Я так нервничаю, что почти разворачиваюсь и иду обратно тем же путем, каким пришла, но в последнюю секунду заставляю себя идти вперед. Бросаю свою сумку на стол рядом с открытым учебником Дэша по математике, а затем отодвигаю стул и сажусь, прежде чем поддаться панике и сбежать.
Досадно, но Дэшил даже не поднимает взгляд от книги. Он застывает, неподвижно уставившись в стол, широко раскрыв глаза и не моргая. Парень ждет секунду, устало вздыхает, а затем начинает игнорировать меня и продолжает читать.

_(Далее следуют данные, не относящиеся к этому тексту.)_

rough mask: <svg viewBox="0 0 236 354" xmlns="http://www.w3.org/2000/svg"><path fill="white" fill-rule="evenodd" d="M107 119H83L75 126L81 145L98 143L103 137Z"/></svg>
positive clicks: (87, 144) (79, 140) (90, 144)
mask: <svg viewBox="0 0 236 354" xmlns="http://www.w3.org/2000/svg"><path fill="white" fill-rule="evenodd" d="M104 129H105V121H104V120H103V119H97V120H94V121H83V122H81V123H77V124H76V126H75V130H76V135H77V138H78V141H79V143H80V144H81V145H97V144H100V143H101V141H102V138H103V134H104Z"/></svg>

— Так не пойдет, Дэш. Посмотри на меня.
Он продолжает смотреть в книгу.
Мудак.
— Дэш, вынь эти чертовы наушники. Мне нужно те…

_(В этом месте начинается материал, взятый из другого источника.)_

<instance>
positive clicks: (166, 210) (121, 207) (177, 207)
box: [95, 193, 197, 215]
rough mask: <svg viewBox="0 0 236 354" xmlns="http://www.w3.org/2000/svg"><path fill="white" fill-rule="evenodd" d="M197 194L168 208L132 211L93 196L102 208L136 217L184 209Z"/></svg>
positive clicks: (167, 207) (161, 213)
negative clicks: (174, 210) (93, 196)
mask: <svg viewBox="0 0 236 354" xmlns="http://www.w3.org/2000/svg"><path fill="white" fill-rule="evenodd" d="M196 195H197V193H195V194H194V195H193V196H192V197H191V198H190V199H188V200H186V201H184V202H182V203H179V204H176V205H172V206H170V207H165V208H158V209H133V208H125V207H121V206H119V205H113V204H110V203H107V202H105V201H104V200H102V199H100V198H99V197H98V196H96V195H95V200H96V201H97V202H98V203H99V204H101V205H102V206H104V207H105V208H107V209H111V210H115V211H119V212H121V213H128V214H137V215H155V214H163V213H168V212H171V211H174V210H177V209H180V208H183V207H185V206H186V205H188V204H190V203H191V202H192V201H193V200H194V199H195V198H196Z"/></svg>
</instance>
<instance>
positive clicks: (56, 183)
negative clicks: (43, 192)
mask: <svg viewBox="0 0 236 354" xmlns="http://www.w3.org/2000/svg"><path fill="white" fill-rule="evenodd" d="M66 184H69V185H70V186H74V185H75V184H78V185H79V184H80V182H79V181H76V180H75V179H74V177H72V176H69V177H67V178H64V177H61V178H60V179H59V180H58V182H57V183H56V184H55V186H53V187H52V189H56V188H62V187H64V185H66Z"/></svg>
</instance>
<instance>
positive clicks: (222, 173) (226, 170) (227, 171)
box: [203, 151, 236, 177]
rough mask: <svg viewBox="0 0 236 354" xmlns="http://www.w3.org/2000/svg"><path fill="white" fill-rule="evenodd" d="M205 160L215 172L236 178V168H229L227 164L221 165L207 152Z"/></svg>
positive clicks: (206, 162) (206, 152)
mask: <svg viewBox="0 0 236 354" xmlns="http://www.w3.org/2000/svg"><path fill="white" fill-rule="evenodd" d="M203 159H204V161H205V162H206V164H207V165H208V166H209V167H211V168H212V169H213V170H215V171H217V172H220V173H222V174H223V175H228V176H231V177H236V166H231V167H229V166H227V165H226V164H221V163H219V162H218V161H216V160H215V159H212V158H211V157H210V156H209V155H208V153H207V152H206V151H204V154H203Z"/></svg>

Мое нетерпение берет верх надо мной. Я протягиваю руку и выдергиваю AirPod из его правого уха. Взгляд, которым парень меня одаривает, когда поднимает голову, достаточно холодный, чтобы снова заморозить тающие полярные ледяные шапки. Что несомненно хорошо для изменяющегося климата. Но не так уж хорошо для моего беспокойства.
— Верни его, Мендоса. Эти штуки работают только в том случае, если воткнуты оба.
— Я знаю об этом. — Зажимаю в руке AirPod, затем просовываю руку под стол. Не думаю, что он схватил бы меня за запястье и разжал пальцы, но не собираюсь рисковать. — Не волнуйся. Это займет всего минуту, а потом ты сможешь получить его обратно. Мне нужно твое безраздельное внимание всего на секунду.
— Удачи тебе с этим. С две тысячи десятого года я изо всех сил стараюсь сосредоточить хотя бы половину своего внимания на чем-либо. — Словно в подтверждение своих слов, Дэш снова смотрит в книгу и морщит нос. — А ты знаешь, что у датчан нет слова «пожалуйста»? Странно, правда? Напрашивается вопрос, как бы я попросил тебя оставить меня в покое прямо сейчас, если бы мы по какому-то необъяснимому повороту судьбы оказались датчанами.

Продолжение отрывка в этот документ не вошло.